This week Rate the Dress is going from not-a-polonaise to actually-a-polonaise, with dresses separated in time by a century. Last week’s was exquisitely presented, this week’s choice less so – but hopefully you’ll find it no less worthy of comment.
Last week: a painted silk ca 1780s not-a-polonaise.
You thought this dress was practically perfect in every way: it even racked up a total of 360 points: a round of applause if I ever saw one! It lost a few points for the not-matched but not-not matched bodice, which I quite expected. But otherwise…pretty much fabulous.
The Total: 9.5/10
Since last week’s dress wasn’t an actual polonaise, I thought I’d pick a real one this week. Not a real 18th century polonaise dress, but one from another era that used the term.
1870s and 1880s ‘polonaise’ dresses were bustle dresses with the bodice and bustling overskirt cut in one, and the bustling overskirt opening over the (often contrasting) underskirt in a V, inspired by 18th century dresses which opened over petticoats. The overall aesthetic as well as the use of the term ‘polonaise’ was a deliberate nod to the 18th century.
Victorian polonaise gowns were just one part of the Georgian revivalism so fashionable in the second half of the 18th century (other examples I’ve covered are 1870s Louis heels, 1860s-80s Pompadour fabrics or Pompadour taffeta, and 1860s bergere , but they have contributed to the modern confusion around ‘robe a la polonaise’ dresses.

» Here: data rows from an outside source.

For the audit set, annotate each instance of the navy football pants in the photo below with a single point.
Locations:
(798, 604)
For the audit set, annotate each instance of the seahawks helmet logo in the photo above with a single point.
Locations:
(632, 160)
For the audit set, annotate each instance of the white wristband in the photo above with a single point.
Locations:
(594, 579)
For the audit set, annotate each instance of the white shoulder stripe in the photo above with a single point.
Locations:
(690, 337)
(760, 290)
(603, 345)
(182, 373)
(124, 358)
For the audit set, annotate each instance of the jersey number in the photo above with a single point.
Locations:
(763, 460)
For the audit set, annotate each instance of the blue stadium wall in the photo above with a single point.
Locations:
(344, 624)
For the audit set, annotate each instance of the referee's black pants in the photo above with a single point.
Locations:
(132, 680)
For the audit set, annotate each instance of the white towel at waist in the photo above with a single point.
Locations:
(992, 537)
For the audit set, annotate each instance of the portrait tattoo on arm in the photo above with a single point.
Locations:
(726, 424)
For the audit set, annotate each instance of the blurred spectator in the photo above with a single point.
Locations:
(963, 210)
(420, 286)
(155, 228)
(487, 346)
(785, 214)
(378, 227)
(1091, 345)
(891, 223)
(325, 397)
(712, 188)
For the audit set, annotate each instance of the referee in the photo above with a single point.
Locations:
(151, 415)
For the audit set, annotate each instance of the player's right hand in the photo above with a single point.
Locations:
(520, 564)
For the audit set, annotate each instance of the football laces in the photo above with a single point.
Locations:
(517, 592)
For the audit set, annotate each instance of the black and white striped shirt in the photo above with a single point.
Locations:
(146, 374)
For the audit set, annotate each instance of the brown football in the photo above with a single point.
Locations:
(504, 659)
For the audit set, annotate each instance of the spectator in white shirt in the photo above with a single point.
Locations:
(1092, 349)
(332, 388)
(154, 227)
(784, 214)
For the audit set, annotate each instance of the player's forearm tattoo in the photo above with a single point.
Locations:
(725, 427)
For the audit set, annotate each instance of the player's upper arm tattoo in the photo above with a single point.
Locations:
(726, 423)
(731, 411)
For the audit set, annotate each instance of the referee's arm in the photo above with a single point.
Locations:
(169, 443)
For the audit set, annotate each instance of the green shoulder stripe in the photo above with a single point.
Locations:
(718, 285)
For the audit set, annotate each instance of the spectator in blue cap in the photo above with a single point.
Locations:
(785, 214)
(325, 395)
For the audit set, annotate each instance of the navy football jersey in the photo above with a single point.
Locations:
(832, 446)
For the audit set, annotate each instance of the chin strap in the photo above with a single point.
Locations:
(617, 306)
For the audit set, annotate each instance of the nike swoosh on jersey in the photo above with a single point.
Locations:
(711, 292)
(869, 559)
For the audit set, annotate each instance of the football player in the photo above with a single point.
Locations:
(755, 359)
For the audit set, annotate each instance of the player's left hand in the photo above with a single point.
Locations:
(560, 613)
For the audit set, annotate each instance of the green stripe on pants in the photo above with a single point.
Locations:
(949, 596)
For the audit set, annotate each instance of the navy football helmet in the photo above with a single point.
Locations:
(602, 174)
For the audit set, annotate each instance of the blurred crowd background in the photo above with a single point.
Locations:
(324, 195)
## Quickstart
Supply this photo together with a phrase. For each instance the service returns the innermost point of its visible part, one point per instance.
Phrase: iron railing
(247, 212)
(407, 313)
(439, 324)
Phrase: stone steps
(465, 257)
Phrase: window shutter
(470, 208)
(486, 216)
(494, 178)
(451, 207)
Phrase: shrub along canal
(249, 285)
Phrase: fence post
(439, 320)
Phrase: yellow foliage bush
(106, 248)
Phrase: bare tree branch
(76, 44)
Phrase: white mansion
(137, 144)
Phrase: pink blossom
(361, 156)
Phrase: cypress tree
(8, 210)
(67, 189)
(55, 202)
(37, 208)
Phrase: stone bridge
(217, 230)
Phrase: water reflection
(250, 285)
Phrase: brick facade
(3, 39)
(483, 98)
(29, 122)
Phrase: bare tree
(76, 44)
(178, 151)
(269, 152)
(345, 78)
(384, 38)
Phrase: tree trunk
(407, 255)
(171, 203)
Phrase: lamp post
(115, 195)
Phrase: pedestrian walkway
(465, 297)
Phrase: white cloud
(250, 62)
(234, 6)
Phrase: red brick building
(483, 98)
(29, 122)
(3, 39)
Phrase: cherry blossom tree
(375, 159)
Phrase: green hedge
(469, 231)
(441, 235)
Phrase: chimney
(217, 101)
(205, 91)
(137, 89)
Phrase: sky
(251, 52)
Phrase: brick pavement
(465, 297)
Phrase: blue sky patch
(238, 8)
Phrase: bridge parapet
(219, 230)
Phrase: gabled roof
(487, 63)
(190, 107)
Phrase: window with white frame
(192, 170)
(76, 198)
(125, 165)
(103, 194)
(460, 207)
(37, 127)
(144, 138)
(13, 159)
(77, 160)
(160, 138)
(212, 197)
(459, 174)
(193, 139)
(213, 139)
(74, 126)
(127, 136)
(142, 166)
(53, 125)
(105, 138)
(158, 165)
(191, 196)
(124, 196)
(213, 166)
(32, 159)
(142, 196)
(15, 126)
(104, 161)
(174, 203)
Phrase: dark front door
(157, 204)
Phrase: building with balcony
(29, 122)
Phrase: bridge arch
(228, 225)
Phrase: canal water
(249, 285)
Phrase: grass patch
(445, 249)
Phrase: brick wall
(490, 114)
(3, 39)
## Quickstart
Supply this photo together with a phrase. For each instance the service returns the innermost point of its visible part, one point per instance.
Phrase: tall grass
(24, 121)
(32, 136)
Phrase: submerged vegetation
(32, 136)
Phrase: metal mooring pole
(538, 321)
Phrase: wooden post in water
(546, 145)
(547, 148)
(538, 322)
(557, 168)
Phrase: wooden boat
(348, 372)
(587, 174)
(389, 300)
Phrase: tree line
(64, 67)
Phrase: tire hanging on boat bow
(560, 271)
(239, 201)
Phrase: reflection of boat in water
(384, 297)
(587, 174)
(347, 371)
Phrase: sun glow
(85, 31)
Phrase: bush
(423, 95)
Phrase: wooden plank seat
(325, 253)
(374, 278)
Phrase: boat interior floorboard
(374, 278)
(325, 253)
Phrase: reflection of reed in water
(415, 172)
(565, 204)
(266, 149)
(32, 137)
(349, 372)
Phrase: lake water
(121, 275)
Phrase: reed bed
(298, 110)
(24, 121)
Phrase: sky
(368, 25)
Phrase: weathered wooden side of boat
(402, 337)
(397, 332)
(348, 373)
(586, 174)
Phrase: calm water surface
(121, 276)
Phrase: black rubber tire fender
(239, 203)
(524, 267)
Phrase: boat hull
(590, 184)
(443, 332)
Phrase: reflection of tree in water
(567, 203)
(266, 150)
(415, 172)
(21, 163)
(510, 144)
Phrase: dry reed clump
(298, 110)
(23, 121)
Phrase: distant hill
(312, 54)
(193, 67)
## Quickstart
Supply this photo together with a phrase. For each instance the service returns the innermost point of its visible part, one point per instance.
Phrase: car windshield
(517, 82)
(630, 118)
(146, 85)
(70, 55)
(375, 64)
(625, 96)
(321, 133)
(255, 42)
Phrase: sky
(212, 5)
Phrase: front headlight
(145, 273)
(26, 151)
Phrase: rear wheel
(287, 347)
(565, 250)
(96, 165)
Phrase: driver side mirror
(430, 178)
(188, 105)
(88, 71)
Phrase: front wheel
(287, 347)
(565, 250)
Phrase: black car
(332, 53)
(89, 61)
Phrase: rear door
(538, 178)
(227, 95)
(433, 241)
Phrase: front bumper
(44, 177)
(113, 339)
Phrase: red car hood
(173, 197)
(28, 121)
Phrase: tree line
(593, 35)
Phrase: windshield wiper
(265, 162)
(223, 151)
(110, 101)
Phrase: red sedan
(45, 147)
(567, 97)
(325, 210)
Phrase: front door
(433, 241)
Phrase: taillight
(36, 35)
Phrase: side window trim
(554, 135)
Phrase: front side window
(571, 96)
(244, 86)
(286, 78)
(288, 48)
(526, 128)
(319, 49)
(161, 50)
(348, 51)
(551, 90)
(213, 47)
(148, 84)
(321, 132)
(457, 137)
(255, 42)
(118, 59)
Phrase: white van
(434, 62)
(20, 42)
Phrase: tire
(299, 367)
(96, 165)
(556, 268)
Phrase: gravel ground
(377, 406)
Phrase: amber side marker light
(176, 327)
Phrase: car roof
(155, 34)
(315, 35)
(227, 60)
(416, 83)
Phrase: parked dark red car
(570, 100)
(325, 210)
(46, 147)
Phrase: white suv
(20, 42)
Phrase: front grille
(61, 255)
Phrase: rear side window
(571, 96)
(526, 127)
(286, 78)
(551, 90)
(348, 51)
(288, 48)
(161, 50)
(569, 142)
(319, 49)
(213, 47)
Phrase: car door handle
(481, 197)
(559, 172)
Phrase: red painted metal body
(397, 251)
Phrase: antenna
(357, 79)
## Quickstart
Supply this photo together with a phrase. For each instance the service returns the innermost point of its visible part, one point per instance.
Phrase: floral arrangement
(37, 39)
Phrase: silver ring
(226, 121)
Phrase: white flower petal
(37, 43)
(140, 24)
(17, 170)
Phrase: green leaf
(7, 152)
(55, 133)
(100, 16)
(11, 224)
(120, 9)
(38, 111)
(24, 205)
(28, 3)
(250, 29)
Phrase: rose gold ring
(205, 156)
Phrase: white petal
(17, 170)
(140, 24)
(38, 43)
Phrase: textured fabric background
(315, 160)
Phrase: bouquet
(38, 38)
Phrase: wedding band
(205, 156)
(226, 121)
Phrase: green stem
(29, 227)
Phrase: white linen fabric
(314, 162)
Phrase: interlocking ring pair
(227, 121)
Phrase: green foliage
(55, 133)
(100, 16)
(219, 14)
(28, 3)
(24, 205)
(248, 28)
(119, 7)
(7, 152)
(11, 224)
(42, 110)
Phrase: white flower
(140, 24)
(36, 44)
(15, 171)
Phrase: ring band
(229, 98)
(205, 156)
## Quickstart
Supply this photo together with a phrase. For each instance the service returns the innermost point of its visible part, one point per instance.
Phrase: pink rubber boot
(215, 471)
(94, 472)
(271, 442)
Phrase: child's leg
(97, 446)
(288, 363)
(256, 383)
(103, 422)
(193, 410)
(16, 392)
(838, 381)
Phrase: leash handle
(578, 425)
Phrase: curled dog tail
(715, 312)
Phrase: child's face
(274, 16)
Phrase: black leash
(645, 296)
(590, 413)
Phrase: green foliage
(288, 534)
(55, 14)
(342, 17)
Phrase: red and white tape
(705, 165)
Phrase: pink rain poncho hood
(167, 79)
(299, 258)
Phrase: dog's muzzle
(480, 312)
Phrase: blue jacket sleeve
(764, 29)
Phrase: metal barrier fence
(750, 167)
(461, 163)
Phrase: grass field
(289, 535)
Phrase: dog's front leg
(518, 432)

The front of this dress, with its open bodice front that evokes a stomacher, and open skirt, is classic Victorian polonaise. The back view is a little less straightforward: the butterfly bustle on this 1880s gown could just as easily be referencing 17th century mantua as late 18th century pick-ups.
This dress is an example I’d love to see given a full museum treatment and presentation. Auction houses are under significant time and financial constraints, so their mannequins and steaming are less than ideal, and it’s definitely not doing this dress any favours.
I know it’s not the ideal presentation, but let’s not hold that against the dress. What do you think of it?
Rate the Dress on a Scale of 1 to 10
A reminder about rating — feel free to be critical if you don’t like a thing, but make sure that your comments aren’t actually insulting to those who do like a garment. Our different tastes are what make Rate the Dress so interesting. It’s no fun when a comment implies that anyone who doesn’t agree with it, or who would wear a garment, is totally lacking in taste.
(as usual, nothing more complicated than a .5. I also hugely appreciate it if you only do one rating, and set it on a line at the very end of your comment, so I can find it! Thanks in advance!)